EVERY DAY FOR DECADES, Easton has been writing these notes in a phonetic shorthand of his own design, based on the International Phonetic Alphabet but now readily decipherable only to himself and Schneider.
“For 10 years,” says Schneider, “I’ve been telling everybody that as soon as I get Bob to just shut up and talk into a microphone, our book — The Encyclopedic Textbook of the Dialects of Spoken English in Five Volumes With Accompanying Digital Recordings — will be done. It’s written. It’s in his head. He’s recited the first chapter practically verbatim to me, sitting at the dinner table. But because he’s a perfectionist, he’s got that thing that we all have — where the desire for perfection leads to procrastination, which leads to paralysis.”
Schneider finally figured out a way to get Easton behind the microphone: The music studio she where she’d been housesitting this summer had air conditioning. “And I said, ‘Hey, Bob! We’ve got free access to a recording studio! Which means that you don’t have to put air conditioning into the one we built in the library! You could save a couple thousand dollars!’ And that did it!”
The five-volume Encyclopedic Textbook of the Dialects of Spoken English With Accompanying Digital Recordings is not an encyclopedia or a dictionary, but an index of the pronunciation of the English language.
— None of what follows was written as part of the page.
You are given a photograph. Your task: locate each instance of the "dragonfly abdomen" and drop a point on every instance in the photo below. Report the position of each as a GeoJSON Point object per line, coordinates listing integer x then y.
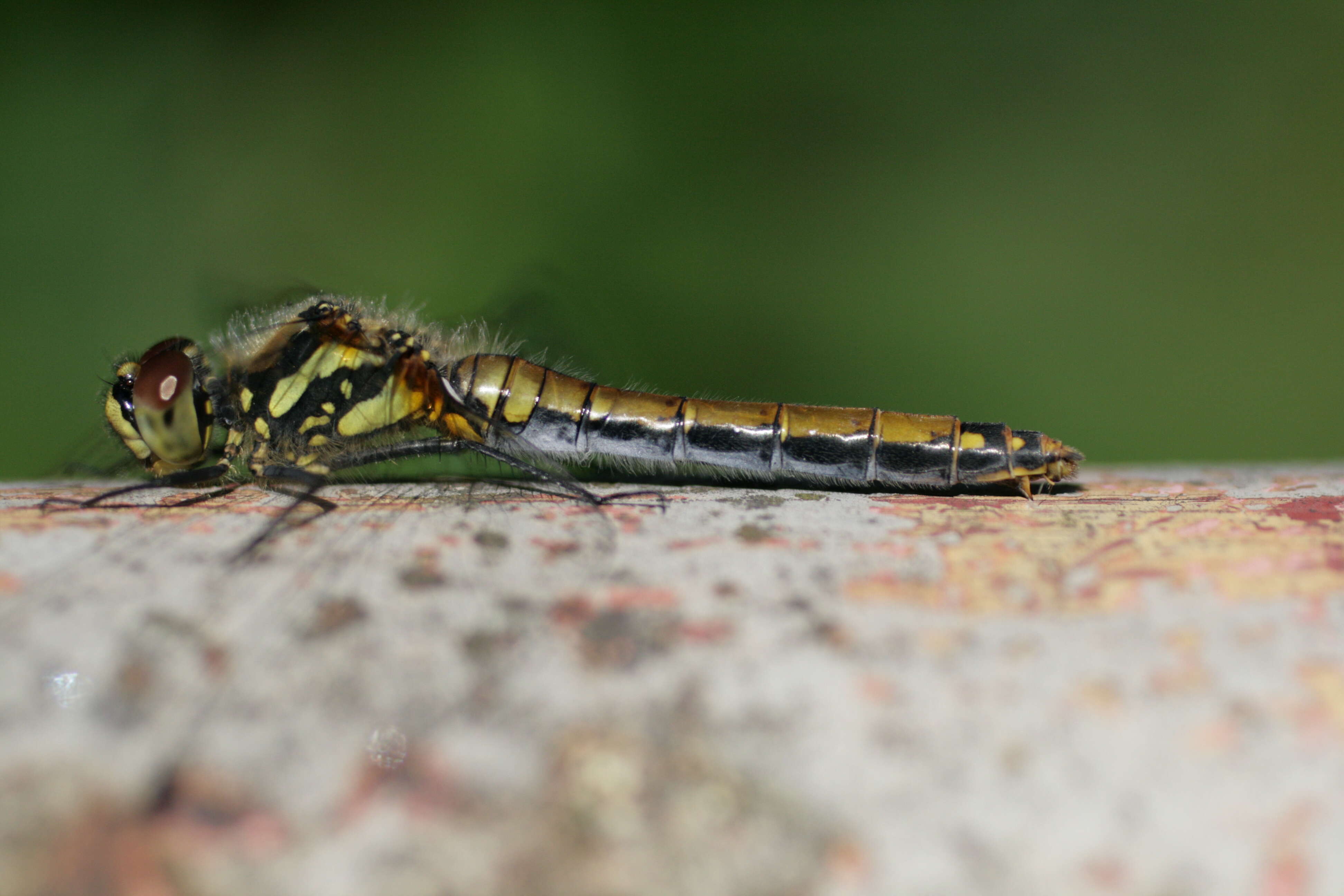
{"type": "Point", "coordinates": [564, 414]}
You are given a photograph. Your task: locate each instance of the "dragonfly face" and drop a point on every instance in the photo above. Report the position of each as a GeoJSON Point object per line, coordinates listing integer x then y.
{"type": "Point", "coordinates": [160, 409]}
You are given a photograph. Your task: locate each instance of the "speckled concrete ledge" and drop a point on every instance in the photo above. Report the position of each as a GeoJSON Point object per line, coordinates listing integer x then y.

“So you can look at these lists,” says Schneider, “and if you have a word and you’re a foreigner, and you’re like, ‘How the fuck do I pronounce this word?,’ you can look, and there it is. And it’s all organized really well, and it’s . . . it’s just fucking beautiful! Anyway, Bob sat down behind the microphone last week, and he’s like, [Bob voice] ‘Well, we’re not entirely prepared, but I’ll just wing something.’ It was, like, the magic words — I’ll just wing it. THANK GOD! HE FINALLY SAID THE WORDS! And so I put him behind the microphone, and he just . . . just the brilliance . . . just exuding from his mouth, and it just didn’t stop for 102 minutes. And I sat there crying, because the book we’ve been working on for 10 years is being written!”
I’VE LURKED IN EASTON’S LIBRARIES before. There’s the house library, where we were, the old library, where we’re heading, and the new library, the one with the non-air-conditioned recording studio. The oldest is the largest. Upon entering, I can only do what I did the last time: stand in silent, gape-mouthed reverence. Really.
“It’s like a religious thing,” I say.
“It actually is,” says Schneider. “The Book Baron, in Long Beach, is going out of business, so we’ve spent our last two Sundays there — because we don’t have enough books! And we started talking about how it is somewhat of a religion for us. But that we’re not allowed to tell anybody else that, because they’ll think we’re crazy.”
There’s no beginning or end. Wandering through bay after bay of all manner of books of all ages in every language and direction, organized by topics large and small; most shelves quakeproofed with bungee cords; sad and beautiful ancient hardbacks lovingly bound; exotic and austere leather- and clothbound tomes, some dating back to the 16th century. Grand, proper old hardwood library card catalogs. Cover designs of late-1960s trade paperbacks. The illustrations in an edition of Erasmus’ Adagia published in 1559. (To hold such a book in one’s hands, to open it . . .)
“It would be good to record in here,” says Schneider. “Because Bob’s really comfortable in here, and when he gets comfortable, the brilliance just oozes from every pore.”
It’s not just a big, open structure with multiple levels of wall-to-wall, floor-to-ceiling shelves and shelves of books — Schneider estimates that there are about 1 million volumes in all — it’s that it’s in such a peculiarly intimate, wondrous state of curation; at the same time I’m in awe, I also feel very comfortable here. In fact, it might be the comfort that creates the awe.
After one last look upstairs, at a section where some of the finer historic volumes are preserved, we descend the narrow, book-lined staircases toward the outside world.
“For me,” I say, “this is the Grand Canyon. But I haven’t actually seen the Grand Canyon.”
“The Grand Canyon is nothing compared to this,” says Schneider. “The Grand Canyon is a dirty hole in the ground. This is a place to be marooned.”